Turning down the LAMP: Software specialization for the cloud

Several years ago, a reading group I was in read about the Flux OSKit Project, which aimed to provide a modular basis for operating systems. One of the topics of discussion was the possibility of, and possible benefits of, an application-specific OS. (For example, the fearful spectre of EmacsOS was raised.)

Today, I ran across "Turning down the LAMP: Software specialization for the cloud", which actually makes a pretty strong case for the idea on a virtual machine infrastructure,

...We instead view the cloud as a stable hardware platform, and present a programming framework which permits applications to be constructed to run directly on top of it without intervening software layers. Our prototype (dubbed Mirage) is unashamedly academic; it extends the Objective Caml language with storage extensions and a custom run-time to emit binaries that execute as a guest operating system under Xen. Mirage applications exhibit significant performance speedups for I/O and memory handling versus the same code running under Linux/Xen.

As one example,

Frameworks which currently use (for example) fork(2) on a host to spawn processes would benefit from using cloud management APIs to request resources and eliminate the distinction between cores and hosts.

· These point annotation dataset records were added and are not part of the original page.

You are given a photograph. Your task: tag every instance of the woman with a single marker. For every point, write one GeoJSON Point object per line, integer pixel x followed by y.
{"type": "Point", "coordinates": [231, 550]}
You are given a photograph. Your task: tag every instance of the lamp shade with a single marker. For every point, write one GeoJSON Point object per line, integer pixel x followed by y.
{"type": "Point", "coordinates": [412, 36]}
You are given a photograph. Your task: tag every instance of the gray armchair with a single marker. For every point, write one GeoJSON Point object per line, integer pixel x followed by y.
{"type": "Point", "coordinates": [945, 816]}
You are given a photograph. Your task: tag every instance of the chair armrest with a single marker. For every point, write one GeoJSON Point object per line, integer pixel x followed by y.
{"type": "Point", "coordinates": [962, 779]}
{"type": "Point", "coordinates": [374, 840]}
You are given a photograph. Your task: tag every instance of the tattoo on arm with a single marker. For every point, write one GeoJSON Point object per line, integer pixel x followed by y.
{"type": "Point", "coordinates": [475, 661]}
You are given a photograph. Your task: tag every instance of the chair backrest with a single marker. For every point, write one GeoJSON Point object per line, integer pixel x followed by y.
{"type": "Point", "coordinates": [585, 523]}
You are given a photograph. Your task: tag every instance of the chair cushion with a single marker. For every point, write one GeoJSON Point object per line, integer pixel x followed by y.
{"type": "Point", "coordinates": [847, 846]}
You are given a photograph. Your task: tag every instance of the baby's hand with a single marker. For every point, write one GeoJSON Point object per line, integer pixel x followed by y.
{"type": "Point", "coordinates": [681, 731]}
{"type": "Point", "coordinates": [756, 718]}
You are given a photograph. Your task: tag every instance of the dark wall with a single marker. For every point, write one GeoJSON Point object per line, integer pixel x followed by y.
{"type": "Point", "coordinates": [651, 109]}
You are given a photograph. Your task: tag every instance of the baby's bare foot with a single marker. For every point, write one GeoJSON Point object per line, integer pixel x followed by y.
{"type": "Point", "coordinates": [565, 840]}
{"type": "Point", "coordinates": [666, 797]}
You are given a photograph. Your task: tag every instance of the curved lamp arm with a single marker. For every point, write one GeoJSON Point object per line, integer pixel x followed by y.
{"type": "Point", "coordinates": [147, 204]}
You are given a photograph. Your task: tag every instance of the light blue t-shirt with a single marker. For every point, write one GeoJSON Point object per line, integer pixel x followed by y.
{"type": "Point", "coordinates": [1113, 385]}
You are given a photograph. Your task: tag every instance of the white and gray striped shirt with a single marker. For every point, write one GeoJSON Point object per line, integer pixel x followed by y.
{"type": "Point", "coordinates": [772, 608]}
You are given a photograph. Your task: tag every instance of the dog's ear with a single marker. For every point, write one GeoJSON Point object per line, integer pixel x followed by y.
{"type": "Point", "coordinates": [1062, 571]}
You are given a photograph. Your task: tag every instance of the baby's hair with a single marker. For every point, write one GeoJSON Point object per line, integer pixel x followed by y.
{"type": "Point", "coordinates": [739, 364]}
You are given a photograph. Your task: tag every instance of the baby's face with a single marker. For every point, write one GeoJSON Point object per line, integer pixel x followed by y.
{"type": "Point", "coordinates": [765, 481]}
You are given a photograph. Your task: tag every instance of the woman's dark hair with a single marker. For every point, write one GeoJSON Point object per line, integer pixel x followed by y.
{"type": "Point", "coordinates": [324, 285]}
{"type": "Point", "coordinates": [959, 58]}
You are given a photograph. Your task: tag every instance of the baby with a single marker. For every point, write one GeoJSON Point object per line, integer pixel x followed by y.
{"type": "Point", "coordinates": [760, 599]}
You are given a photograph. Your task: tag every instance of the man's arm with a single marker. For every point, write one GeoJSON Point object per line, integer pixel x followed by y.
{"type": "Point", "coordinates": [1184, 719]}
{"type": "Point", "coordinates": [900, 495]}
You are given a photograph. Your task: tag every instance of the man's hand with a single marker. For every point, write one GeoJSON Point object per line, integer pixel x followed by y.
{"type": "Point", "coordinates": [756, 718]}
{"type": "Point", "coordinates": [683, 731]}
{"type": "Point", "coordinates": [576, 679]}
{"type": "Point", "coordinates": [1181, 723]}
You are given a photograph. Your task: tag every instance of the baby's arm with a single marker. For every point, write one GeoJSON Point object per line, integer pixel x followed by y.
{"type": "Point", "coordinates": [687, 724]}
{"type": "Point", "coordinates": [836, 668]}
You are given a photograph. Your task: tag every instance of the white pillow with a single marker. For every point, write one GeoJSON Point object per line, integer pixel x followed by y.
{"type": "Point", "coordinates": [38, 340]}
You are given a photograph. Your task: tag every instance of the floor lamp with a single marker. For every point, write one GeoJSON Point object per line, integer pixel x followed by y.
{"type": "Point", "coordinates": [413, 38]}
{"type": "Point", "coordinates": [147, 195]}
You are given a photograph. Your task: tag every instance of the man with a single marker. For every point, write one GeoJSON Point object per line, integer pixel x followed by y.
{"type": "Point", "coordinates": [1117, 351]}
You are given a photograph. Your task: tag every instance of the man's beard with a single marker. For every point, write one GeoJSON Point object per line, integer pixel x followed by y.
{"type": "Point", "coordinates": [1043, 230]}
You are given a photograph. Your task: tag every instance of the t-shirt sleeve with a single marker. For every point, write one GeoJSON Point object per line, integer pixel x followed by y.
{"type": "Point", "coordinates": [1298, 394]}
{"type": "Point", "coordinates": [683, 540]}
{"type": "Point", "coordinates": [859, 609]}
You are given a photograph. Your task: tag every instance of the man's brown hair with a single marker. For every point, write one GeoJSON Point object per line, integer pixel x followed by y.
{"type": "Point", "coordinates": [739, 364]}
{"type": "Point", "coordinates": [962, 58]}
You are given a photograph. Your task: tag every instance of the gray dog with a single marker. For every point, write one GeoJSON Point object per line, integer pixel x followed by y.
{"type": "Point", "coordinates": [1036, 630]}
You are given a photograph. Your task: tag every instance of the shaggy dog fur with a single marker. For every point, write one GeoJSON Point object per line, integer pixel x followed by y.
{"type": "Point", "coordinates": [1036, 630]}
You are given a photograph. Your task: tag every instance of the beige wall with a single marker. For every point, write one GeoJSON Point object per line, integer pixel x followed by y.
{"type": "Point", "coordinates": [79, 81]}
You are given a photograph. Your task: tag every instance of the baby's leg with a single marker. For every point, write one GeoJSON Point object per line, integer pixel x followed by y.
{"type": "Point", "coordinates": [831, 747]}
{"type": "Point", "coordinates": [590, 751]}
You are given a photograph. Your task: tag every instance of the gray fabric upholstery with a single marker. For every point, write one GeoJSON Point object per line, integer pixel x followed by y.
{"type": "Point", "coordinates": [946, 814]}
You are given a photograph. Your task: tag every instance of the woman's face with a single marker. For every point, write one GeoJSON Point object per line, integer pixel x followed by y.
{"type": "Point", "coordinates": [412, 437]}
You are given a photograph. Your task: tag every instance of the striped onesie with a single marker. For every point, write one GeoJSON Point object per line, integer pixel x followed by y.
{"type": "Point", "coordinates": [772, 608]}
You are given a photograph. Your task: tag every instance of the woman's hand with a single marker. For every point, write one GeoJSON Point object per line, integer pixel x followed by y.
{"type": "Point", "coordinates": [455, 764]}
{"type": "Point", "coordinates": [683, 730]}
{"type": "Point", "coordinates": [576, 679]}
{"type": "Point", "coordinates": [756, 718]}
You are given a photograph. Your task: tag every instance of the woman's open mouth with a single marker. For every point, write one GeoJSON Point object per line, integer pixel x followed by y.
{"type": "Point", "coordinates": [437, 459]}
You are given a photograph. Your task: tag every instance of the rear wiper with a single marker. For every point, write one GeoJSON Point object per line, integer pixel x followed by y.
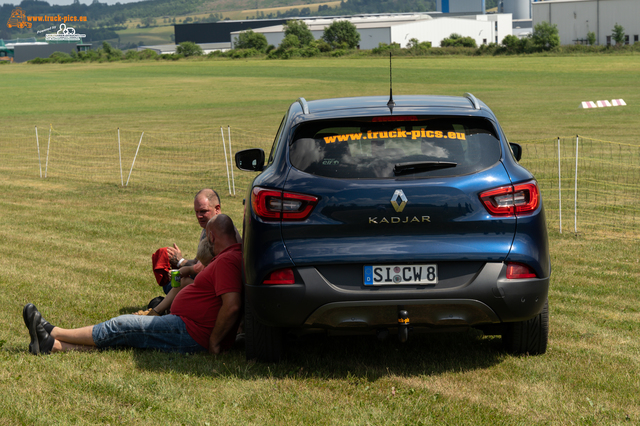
{"type": "Point", "coordinates": [421, 166]}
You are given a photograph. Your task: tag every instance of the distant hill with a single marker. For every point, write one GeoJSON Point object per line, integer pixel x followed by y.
{"type": "Point", "coordinates": [151, 21]}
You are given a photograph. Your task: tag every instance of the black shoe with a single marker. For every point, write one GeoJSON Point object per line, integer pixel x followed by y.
{"type": "Point", "coordinates": [41, 341]}
{"type": "Point", "coordinates": [28, 310]}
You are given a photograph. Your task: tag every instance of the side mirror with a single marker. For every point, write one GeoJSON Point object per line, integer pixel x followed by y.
{"type": "Point", "coordinates": [251, 160]}
{"type": "Point", "coordinates": [516, 149]}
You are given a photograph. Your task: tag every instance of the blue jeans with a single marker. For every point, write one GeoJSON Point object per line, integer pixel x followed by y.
{"type": "Point", "coordinates": [167, 333]}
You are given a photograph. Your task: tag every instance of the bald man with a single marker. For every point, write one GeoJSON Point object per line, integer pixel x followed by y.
{"type": "Point", "coordinates": [204, 315]}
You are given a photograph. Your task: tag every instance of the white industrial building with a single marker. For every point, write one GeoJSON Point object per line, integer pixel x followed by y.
{"type": "Point", "coordinates": [576, 18]}
{"type": "Point", "coordinates": [400, 28]}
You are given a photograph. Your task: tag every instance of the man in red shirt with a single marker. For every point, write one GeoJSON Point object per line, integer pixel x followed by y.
{"type": "Point", "coordinates": [204, 315]}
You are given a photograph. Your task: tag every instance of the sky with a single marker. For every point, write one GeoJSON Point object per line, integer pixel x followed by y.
{"type": "Point", "coordinates": [68, 2]}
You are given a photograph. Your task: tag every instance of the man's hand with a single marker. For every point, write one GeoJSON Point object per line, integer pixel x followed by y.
{"type": "Point", "coordinates": [175, 254]}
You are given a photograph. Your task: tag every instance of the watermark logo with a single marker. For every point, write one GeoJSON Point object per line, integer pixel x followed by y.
{"type": "Point", "coordinates": [18, 19]}
{"type": "Point", "coordinates": [65, 34]}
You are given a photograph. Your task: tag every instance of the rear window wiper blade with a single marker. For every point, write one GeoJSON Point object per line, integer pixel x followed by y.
{"type": "Point", "coordinates": [421, 166]}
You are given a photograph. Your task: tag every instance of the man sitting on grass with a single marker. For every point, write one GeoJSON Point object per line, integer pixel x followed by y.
{"type": "Point", "coordinates": [204, 256]}
{"type": "Point", "coordinates": [205, 314]}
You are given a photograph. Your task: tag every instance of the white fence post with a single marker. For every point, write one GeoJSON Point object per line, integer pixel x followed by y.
{"type": "Point", "coordinates": [134, 158]}
{"type": "Point", "coordinates": [46, 164]}
{"type": "Point", "coordinates": [559, 187]}
{"type": "Point", "coordinates": [226, 161]}
{"type": "Point", "coordinates": [575, 200]}
{"type": "Point", "coordinates": [231, 160]}
{"type": "Point", "coordinates": [120, 157]}
{"type": "Point", "coordinates": [38, 145]}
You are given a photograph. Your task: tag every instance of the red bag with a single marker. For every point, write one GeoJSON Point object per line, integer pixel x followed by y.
{"type": "Point", "coordinates": [161, 266]}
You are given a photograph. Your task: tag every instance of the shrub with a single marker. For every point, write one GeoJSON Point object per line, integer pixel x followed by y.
{"type": "Point", "coordinates": [456, 40]}
{"type": "Point", "coordinates": [300, 30]}
{"type": "Point", "coordinates": [511, 44]}
{"type": "Point", "coordinates": [243, 53]}
{"type": "Point", "coordinates": [148, 54]}
{"type": "Point", "coordinates": [415, 47]}
{"type": "Point", "coordinates": [384, 49]}
{"type": "Point", "coordinates": [60, 57]}
{"type": "Point", "coordinates": [545, 36]}
{"type": "Point", "coordinates": [131, 55]}
{"type": "Point", "coordinates": [618, 34]}
{"type": "Point", "coordinates": [251, 40]}
{"type": "Point", "coordinates": [290, 41]}
{"type": "Point", "coordinates": [341, 35]}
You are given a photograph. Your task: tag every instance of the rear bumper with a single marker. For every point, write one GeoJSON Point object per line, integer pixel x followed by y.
{"type": "Point", "coordinates": [489, 298]}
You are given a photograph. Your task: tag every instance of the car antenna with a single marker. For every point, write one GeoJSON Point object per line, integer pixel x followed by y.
{"type": "Point", "coordinates": [390, 104]}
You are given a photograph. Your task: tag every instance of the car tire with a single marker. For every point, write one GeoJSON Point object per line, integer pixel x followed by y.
{"type": "Point", "coordinates": [262, 343]}
{"type": "Point", "coordinates": [528, 337]}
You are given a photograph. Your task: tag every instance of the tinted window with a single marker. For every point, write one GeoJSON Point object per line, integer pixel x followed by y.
{"type": "Point", "coordinates": [378, 148]}
{"type": "Point", "coordinates": [275, 142]}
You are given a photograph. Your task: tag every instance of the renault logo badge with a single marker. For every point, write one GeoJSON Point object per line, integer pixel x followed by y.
{"type": "Point", "coordinates": [394, 200]}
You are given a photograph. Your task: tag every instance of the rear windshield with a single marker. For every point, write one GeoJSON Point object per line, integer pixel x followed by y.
{"type": "Point", "coordinates": [376, 147]}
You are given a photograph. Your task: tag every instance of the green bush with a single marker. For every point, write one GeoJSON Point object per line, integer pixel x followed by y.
{"type": "Point", "coordinates": [243, 53]}
{"type": "Point", "coordinates": [60, 58]}
{"type": "Point", "coordinates": [456, 40]}
{"type": "Point", "coordinates": [189, 48]}
{"type": "Point", "coordinates": [384, 49]}
{"type": "Point", "coordinates": [148, 54]}
{"type": "Point", "coordinates": [131, 55]}
{"type": "Point", "coordinates": [300, 30]}
{"type": "Point", "coordinates": [250, 40]}
{"type": "Point", "coordinates": [341, 35]}
{"type": "Point", "coordinates": [545, 36]}
{"type": "Point", "coordinates": [617, 34]}
{"type": "Point", "coordinates": [290, 41]}
{"type": "Point", "coordinates": [40, 61]}
{"type": "Point", "coordinates": [416, 47]}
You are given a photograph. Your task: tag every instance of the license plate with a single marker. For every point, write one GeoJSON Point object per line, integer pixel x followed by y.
{"type": "Point", "coordinates": [400, 274]}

On the other hand, I suspect that this "unashamedly academic" idea may already be advancing into the commercial arena, if I am correctly reading between the lines of the VMware vFabric tc ServerTM marketing material.

Comment viewing options

Select your preferred way to display the comments and click "Save settings" to activate your changes.

Language-driven OSes

Jonathan Edwards wrote a story on his blog not too long ago about how his distributed, fault-tolerant transaction management platform for money transfers baked the object persistence into the kernel, effectively making the DBMS the OS's file system.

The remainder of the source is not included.